Eventually I got to the cashier and explained that I ordered a still absent hot chocolate. He seemed completely unphased, as if this was the way things work there. Clearly his only role was to take money, not answer questions or otherwise engage the customers. I gave him $5 and he told me to step aside, muttering that they would bring my hot chocolate to the counter.

Now keep in mind that, given the time I had already spent in line, I could have picked and split the cocoa pods; fermented, dried, winnowed, and roasted the beans; then ground, pressed, and processed them into hot chocolate. With enough time to spare to write a book on customer service.

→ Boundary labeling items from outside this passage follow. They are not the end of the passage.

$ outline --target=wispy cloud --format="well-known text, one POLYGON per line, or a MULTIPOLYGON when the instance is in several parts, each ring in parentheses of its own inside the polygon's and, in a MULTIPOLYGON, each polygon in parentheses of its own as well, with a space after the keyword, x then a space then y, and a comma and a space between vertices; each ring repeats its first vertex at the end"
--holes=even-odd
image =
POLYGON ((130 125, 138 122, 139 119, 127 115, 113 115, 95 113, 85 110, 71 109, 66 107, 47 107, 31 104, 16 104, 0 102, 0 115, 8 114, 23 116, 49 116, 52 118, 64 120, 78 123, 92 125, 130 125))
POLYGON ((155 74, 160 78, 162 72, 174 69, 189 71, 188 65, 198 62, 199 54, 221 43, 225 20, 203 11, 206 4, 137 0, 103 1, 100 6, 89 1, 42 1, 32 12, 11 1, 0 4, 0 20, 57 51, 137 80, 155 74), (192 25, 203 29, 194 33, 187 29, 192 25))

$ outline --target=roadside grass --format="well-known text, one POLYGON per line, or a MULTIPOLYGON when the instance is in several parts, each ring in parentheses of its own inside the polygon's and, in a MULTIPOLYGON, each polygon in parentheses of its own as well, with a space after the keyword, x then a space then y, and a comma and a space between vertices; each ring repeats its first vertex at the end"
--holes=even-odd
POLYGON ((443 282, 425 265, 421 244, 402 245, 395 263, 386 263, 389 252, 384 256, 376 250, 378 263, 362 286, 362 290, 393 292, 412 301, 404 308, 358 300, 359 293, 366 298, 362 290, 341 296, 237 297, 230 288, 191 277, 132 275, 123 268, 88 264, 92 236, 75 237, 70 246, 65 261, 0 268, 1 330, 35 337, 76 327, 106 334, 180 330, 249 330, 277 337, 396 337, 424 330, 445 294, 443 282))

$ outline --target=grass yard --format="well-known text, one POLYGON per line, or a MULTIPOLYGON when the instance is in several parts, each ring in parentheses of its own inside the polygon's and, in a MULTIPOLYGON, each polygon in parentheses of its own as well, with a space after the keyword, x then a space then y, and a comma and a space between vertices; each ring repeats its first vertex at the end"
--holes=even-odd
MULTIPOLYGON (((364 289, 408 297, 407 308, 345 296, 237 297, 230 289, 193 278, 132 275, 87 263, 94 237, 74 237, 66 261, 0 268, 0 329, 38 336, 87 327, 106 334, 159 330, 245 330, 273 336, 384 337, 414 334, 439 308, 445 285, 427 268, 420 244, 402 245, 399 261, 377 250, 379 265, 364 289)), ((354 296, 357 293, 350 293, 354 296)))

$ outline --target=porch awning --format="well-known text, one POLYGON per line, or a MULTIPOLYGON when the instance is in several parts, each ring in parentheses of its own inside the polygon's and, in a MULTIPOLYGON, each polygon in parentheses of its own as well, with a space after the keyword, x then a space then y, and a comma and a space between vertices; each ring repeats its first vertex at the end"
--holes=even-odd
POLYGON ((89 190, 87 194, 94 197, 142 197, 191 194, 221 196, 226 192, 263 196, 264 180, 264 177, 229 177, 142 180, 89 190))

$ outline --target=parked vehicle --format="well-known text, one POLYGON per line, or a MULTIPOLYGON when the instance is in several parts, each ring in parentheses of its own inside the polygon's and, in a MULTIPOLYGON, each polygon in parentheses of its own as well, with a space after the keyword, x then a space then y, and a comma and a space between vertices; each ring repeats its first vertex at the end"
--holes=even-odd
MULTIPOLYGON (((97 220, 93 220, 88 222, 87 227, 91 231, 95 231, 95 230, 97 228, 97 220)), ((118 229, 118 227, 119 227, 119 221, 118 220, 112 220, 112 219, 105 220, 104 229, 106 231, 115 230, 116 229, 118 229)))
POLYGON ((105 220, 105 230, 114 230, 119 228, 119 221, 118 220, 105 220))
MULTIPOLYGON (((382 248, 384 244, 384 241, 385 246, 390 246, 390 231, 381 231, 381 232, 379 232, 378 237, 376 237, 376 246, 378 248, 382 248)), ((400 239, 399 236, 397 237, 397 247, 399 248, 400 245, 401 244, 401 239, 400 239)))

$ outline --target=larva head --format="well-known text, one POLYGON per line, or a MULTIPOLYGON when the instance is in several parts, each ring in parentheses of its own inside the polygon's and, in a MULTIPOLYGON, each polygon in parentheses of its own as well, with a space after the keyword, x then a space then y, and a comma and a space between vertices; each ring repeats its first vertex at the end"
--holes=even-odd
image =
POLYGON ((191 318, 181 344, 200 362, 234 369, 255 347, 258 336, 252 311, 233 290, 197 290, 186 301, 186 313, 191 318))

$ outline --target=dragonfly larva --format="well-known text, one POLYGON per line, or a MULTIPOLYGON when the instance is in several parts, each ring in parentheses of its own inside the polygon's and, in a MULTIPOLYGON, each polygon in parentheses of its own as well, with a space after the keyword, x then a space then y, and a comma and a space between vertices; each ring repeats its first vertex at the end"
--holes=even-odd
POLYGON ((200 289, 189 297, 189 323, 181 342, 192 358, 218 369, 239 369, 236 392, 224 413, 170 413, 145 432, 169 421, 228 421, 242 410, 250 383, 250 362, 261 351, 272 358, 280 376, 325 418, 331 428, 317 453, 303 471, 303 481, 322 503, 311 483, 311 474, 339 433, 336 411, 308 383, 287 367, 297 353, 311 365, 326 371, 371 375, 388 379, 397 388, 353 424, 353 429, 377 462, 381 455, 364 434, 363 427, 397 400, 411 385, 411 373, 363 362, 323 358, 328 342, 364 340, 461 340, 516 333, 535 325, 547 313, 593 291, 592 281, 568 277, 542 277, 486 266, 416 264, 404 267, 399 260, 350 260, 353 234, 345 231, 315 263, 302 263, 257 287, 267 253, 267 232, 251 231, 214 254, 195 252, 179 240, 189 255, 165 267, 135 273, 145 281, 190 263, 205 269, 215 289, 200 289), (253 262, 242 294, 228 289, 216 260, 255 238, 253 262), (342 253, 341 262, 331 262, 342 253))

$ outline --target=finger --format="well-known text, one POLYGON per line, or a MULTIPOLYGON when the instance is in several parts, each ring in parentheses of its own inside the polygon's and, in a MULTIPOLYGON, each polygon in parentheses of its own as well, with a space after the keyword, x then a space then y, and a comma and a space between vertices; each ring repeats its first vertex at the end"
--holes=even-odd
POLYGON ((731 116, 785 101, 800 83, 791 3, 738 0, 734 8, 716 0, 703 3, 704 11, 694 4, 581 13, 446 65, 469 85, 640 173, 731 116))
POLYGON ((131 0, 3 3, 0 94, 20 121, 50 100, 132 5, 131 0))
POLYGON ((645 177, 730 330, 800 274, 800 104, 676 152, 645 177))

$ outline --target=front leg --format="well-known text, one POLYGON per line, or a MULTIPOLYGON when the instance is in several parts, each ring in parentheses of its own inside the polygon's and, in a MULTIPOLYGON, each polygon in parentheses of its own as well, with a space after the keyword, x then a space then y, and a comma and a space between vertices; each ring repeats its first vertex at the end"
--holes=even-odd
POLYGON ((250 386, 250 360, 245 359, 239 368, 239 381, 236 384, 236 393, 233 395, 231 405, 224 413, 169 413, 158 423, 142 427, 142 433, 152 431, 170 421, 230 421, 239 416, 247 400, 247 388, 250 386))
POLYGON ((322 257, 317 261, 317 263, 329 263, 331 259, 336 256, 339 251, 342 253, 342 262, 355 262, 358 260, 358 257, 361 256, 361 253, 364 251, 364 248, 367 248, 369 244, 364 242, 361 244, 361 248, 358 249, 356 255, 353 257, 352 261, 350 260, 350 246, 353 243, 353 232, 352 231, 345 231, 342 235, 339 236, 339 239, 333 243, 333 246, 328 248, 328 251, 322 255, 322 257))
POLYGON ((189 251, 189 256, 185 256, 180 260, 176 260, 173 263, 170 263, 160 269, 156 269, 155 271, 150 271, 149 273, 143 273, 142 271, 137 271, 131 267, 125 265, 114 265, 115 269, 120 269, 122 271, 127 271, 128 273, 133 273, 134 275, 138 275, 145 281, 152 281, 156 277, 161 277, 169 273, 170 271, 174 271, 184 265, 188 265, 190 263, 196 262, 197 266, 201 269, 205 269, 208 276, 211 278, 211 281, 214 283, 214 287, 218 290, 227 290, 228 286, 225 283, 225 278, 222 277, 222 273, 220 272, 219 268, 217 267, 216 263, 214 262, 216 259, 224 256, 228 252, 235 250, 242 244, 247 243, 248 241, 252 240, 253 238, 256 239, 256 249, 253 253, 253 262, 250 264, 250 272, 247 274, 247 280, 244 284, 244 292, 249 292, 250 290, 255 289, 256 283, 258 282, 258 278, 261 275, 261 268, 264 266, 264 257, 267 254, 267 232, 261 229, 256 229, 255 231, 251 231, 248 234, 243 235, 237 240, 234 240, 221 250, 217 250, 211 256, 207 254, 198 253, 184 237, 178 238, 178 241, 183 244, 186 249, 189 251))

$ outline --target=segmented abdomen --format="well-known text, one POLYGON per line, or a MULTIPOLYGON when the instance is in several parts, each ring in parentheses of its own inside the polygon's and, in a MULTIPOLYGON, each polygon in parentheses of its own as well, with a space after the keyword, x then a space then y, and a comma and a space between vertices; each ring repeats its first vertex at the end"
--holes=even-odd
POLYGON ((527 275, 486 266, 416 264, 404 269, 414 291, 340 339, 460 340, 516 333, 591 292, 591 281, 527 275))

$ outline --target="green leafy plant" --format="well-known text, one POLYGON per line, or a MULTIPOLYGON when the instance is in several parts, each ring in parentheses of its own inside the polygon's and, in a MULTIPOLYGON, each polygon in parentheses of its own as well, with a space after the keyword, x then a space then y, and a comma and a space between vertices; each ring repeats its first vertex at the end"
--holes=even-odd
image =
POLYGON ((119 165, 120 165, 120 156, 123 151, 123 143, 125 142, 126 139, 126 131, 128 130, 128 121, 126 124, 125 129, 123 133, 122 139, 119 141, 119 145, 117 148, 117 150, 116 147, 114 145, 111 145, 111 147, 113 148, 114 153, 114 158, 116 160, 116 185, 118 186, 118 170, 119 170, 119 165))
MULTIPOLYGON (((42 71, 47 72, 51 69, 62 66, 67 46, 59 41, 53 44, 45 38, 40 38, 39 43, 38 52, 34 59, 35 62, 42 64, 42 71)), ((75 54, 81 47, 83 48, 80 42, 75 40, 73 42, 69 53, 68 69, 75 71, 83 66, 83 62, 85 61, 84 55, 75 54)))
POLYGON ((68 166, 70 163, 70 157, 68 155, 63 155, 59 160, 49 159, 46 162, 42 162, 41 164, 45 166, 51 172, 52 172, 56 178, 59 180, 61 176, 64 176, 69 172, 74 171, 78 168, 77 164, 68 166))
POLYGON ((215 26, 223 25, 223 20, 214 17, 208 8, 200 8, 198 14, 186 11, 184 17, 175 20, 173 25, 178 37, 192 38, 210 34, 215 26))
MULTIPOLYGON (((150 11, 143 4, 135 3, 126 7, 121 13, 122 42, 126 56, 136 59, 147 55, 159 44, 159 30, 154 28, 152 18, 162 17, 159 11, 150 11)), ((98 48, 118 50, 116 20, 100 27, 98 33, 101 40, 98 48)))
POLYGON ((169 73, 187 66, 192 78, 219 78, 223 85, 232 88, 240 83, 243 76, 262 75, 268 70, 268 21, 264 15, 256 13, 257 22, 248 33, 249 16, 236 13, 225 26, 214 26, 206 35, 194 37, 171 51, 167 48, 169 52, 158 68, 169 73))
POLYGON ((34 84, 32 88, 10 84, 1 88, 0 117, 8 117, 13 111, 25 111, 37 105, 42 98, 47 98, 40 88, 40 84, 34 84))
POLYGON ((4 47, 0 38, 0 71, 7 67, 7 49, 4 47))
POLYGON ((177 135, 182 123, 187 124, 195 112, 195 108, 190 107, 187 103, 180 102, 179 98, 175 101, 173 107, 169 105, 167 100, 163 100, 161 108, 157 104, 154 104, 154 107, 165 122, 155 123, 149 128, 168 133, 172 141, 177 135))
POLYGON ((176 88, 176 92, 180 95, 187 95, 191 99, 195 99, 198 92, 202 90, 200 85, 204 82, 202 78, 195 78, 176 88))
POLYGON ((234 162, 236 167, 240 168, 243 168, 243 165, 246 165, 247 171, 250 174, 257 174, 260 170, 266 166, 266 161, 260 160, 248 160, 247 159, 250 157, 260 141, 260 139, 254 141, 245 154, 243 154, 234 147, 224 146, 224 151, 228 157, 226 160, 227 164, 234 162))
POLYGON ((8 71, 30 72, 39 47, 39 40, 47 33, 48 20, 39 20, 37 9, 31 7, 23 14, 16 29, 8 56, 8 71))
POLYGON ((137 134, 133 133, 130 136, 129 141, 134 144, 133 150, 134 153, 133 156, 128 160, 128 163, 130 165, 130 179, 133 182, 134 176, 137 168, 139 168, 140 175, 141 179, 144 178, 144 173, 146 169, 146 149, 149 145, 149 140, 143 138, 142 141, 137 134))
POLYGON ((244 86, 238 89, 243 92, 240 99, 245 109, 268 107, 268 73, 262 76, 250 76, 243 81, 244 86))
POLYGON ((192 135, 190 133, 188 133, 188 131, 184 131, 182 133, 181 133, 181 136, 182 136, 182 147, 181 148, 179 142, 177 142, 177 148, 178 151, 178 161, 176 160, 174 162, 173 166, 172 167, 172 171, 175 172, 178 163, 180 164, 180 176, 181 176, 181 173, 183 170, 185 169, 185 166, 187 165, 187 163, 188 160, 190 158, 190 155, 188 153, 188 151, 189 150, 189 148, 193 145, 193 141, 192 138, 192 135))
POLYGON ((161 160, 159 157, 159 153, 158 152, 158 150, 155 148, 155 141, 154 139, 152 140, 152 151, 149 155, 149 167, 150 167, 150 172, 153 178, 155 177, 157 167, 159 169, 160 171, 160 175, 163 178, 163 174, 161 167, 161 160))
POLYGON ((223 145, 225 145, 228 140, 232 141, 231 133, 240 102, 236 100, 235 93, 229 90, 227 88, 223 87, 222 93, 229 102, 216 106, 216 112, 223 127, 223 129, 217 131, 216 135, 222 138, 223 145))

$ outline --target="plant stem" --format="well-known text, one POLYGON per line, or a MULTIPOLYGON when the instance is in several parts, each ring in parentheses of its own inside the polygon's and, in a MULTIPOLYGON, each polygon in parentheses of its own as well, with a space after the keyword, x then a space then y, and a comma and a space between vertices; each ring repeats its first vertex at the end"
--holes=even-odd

Still, I had to wait for nine more minutes after that before I spotted, by pure chance, a tray full of hot chocolates placed on the counter by the other register. People started grabbing them, so I walked over and snagged one for myself. Absolute chaos. I don’t know if one of these cocoas was mine, but I couldn’t imagine waiting any longer for a cup of hot chocolate.

We’re talking a good 15 minutes, at 2:30 on a Friday afternoon, to get a $5 cup of cocoa. And it was lukewarm when I finally got it. And no fricken marshmallow.

CitBak4OK, maybe I caught the City Bakery on a bad day. So the following Monday, around the same time (2:30 is prime cocoa time), I wander in to give them another chance. This time I walked up to the people making the hot chocolate and asked them how one proceeds to acquire such a beverage. They were less than thrilled at the intrusion, but politely told me to go wait in line.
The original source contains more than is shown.